Wir erfahren, wie es der Besatzung des Lichtschiffs "Sehnsucht nach Unendlichkeit" nach ihrer Flucht vor den "Unterdrückern" aus dem inzwischen zerstörten Resurgam System ergangen ist. Auf dem weit abseits gelegenen Planeten Ararat haben sie mit den über 150.000 geretteten Menschen in wenigen Jahren eine neue Heimat errichtet. Die Unterdrücker, Maschinenwesen die seit milliarden Jahren darauf lauern, aufkeimendes intelligentes Leben zu vernichten, haben inzwischen ihr apokalyptisches Werk auf viele bewohnte Planeten ausgeweitet und bedrohen nun auch die Fluchtstätte Ararat.
Im dramatischen Kampf um Ararat begegnen wir lieb gewonnenen Protagonisten wie dem Hyperschwein Scorpio, den Synthetikern Skade, Remontoire und Clavain und auch Ana Khouri wieder.
Dank Ana Khouris Tochter Aura, die schon als Säugling über geheimnisvolles Wissen alter Kulturen verfügt und über Synthetiker Implantate kommuniziert, gelingt es einige Waffen gegen die Unterdrücker zu entwickeln, die zumindest die Flucht ermöglichen.

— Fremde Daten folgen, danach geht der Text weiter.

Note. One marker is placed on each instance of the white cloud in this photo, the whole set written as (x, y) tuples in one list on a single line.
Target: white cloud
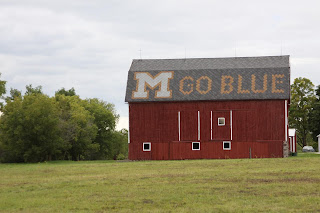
[(89, 45)]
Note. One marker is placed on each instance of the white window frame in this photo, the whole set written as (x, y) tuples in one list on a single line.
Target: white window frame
[(199, 146), (146, 150), (224, 142), (224, 121)]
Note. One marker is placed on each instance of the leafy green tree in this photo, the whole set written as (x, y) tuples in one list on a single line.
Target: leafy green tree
[(77, 126), (120, 139), (2, 90), (33, 90), (302, 99), (29, 129), (314, 117), (105, 119), (63, 91), (14, 93)]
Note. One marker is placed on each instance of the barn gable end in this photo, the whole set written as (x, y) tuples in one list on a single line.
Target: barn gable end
[(208, 108)]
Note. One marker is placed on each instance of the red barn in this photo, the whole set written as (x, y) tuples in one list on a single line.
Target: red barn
[(208, 108)]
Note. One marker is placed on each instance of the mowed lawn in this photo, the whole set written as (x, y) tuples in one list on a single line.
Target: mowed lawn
[(241, 185)]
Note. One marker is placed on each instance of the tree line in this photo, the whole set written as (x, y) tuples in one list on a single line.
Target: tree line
[(304, 111), (35, 127)]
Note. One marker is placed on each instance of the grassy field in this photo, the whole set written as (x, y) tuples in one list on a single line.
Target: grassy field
[(242, 185)]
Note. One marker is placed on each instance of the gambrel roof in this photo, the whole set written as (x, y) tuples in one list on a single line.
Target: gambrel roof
[(194, 79), (209, 63)]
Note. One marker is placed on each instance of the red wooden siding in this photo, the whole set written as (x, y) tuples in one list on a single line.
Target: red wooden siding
[(258, 126)]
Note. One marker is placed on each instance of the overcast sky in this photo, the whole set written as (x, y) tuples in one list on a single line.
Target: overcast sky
[(89, 45)]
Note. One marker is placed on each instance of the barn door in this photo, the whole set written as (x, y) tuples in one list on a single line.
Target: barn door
[(220, 123)]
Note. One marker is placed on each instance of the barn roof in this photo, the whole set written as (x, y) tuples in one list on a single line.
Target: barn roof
[(209, 63), (194, 79)]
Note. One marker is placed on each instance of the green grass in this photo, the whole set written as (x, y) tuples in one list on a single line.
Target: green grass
[(241, 185)]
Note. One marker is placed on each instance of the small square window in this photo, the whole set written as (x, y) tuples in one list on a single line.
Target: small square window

Ziel dieser Odyssey ist der Mond Hela, der um den geheimnisvollen Planeten Haldora kreist. Der Einsmond wird von verschiedenen Sekten bevölkert, welche unentwegt den Planet Haldora beobachten, der sporadischen für Sekundenbruchteile aufhört zu existieren. Sie sehen im Wunder von Haldora das Wirken Gottes und erwarten in naher Zukunft "das Ende".
Laut Auras Visionen, muss die Besatzung der "Sehnsucht nach Unendlichkeit" dorthin, um mit den "Schatten" zu verhandeln. Sind sie möglicherweise Verbündete im Kampf mit den Unterdrückern?
Kommentar:
Zunächst einmal eine Warnung: Ohne Kenntnis der Vorgeschichte ist "Offenbarung" ein Buch mit sieben Siegeln. Wer die vorhergehenden Bände gelesen hat, findet sich jedoch schnell wieder zurecht und verkraftet auch die zwei unterschiedlichen Erzählstränge, die wie von Reynolds schon gewohnt, auch noch in unterschiedlichen Zeiten spielen, um sich im Finale schließlich zu vereinigen. Das gelingt ihm in "Offenbarung" bisher am besten.

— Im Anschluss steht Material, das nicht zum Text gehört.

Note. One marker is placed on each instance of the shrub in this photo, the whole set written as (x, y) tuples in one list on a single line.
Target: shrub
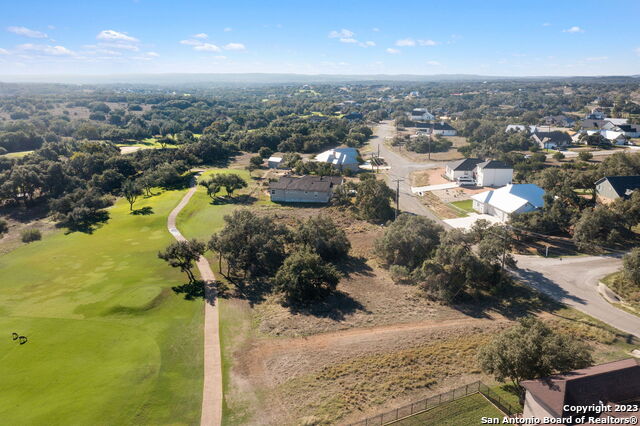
[(30, 235)]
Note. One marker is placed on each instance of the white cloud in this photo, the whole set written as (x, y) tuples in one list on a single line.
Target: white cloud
[(123, 46), (405, 42), (206, 47), (191, 42), (115, 35), (26, 32), (574, 29), (234, 46), (427, 42), (46, 49), (409, 42), (343, 33)]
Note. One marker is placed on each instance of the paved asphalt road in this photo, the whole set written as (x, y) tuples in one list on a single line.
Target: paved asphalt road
[(401, 167), (574, 281)]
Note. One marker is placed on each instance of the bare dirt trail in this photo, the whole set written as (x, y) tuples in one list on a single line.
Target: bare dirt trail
[(212, 389), (263, 351)]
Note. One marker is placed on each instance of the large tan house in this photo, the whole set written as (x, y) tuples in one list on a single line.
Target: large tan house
[(604, 385)]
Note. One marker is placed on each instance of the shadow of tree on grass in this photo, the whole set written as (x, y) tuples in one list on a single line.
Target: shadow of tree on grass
[(144, 211)]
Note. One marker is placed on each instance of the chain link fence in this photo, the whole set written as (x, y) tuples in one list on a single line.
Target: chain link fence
[(434, 401)]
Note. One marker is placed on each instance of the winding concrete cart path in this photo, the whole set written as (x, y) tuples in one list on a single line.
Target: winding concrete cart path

Leider kann man Gleiches nicht über die Akteure und den Erzählstil sagen. Gegenüber „Die Arche" sind die bisher bekannten Figuren geradezu verblasst, lediglich Rachminka (einem Mädchen auf Hela) wird erzählerisch angemessen Leben eingehaucht. Wie schon gewohnt, läuft Reynolds nur dann zur Hochform auf, wenn es um Physik (Hier: Quanten und String-Theorie) geht.
In keinem der bisherigen Bände waren die Anleihen an andere Science Fiction Werke so deutlich zu erkennen, wie in "Offenbarung". Wer "Endymion" von Dan Simmons gelesen hat, dürfte deutliche Parallelen (Aura-Aenea, Kirche) entdecken. Allerdings kann sich Reynolds auf keiner der 943 Seiten mit Dan Simmons messen.
Die Story ist langatmig und nach 800 Seiten fragt man sich, wie Reynolds jetzt noch die Kurve kriegen will, um alle offenen Enden zu verknüpfen und die brennenden Fragen nach Unterdrückern und Schatten zu beantworten. Ohne zu viel zu verraten: Es gelingt ihm nicht!
Das Finale verpufft und hinterlässt den Leser desorientiert und schwer enttäuscht. Auf den letzten paar Seiten zieht Reynolds noch "Nestbauer" und "Blattläuse" als Joker aus dem Ärmel, um sich vor einem vernünftigen Abschluss zu drücken.
Fazit: Hätte ich gewusst, welch schwaches Ende mich erwartet, hätte ich mir die 2.500 Seiten der ganzen Serie erspart!